The 30 Netroots Nation attendees POLITICO talked to say they aren’t motivated to see namey names on stage — though a few, admittedly, are self-described “fangirls” of AOC.

“Everyone is pivoting to more local because that’s how you make the biggest impact,” said Jess Moore Matthews of Backbone Digital Leaders. “I think it’s a move away from the influencer politician.”

It’s not like there are nobodies on stage: Reps. Greg Casar of Texas, Maxwell Alejandro of Florida, Summer Lee of Pennsylvania, Jesus “Chuy” García of Illinois and Pramila Jayapal of Washington are all big names from the left.

Attendees said their focus is on broader issues related to organizing voters. The convention, which has drawn more than 2,900 attendees — its second highest attendance ever — runs through Saturday.

Ruby Powell-Dennis of Tennessee was even more blunt. “Look, Black women are not looking to Bernie Sanders from Vermont or AOC from New York. This is a movement, and movements don’t need saviors,” she said after hearing Johnson speak on Thursday.

When Netroots started almost two decades ago, it was trying to build credibility, so names mattered, said Markos Moulitsas, who started the progressive Daily Kos blog and helped with the spin off the Netroots Nation conference. Now, the group is less focused on blogging and more on organizing.

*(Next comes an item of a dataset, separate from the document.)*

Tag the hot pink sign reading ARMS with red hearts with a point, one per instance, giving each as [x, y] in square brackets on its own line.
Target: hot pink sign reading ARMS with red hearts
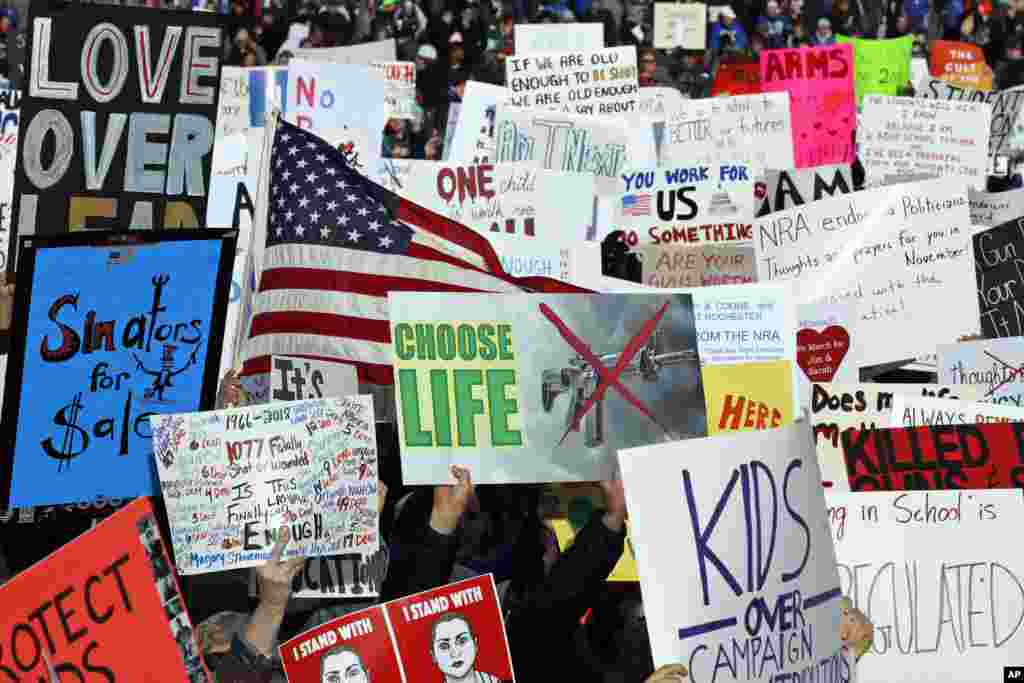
[820, 81]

Initially, “there was a lot of fear and distrust about our efforts,” Moulitsas said Friday in between radio interviews from the conference. “Some thought that we’d somehow push the party too far to the left. So getting people like [former Senate Majority Leader] Harry Reid to show up was validating to the movement and a signal to the broader party establishment that we weren’t dangerous.”

The conference had a tendency to create news. Warren, who last took the stage in 2019, wowed attendees and gave early liftoff to her presidential bid. And who can forget the controversy created in 2015 when Sanders was shuffled off the stage for his Black Lives Matter take?

In spite of buzzy origins, Netroots organizers said they are more focused on bringing attention to the issues their attendees care about.

The move away from big names “is an indication of all the different fronts we are dealing with at the same time as progressives,” Netroots Nation Executive Director Eric Thut told POLITICO, ticking off issues like gun violence and the recent Supreme Court decisions on everything from affirmative action to student loan forgiveness to abortion. “We’ve got a lot of folks and a lot of stuff to talk about and a lot of voices to amplify.”

Panel discussions examine AIvs impact on organizing, “what’s next for student debt,” “how to debunk abortion disinformation” and the challenge women candidates face in “navigating the threat of dis/misinformation.”

States’ role in government also gets some airtime. “The states are being used by the GOP to silence people they don’t agree with and stall progress on major issues. And we’re starting to see blowback, like in Tennessee,” Thut said. Tennessee state Reps. Justin Jones and Justin Pearson appear as panelists.

Just because this year’s speakers don’t have the national name recognition of an AOC, it doesn’t mean there’s any less enthusiasm for national Democrats, Moulitsas said.

It’s just a different vibe with a Democrat already in the White House and other issues rising to national attention. “When I started, everybody was obsessed with who was at the top of the ballot. The president was the only election that mattered,” Moulitsas recalled. “We could not get people to care about state-level races. And it was frustrating.”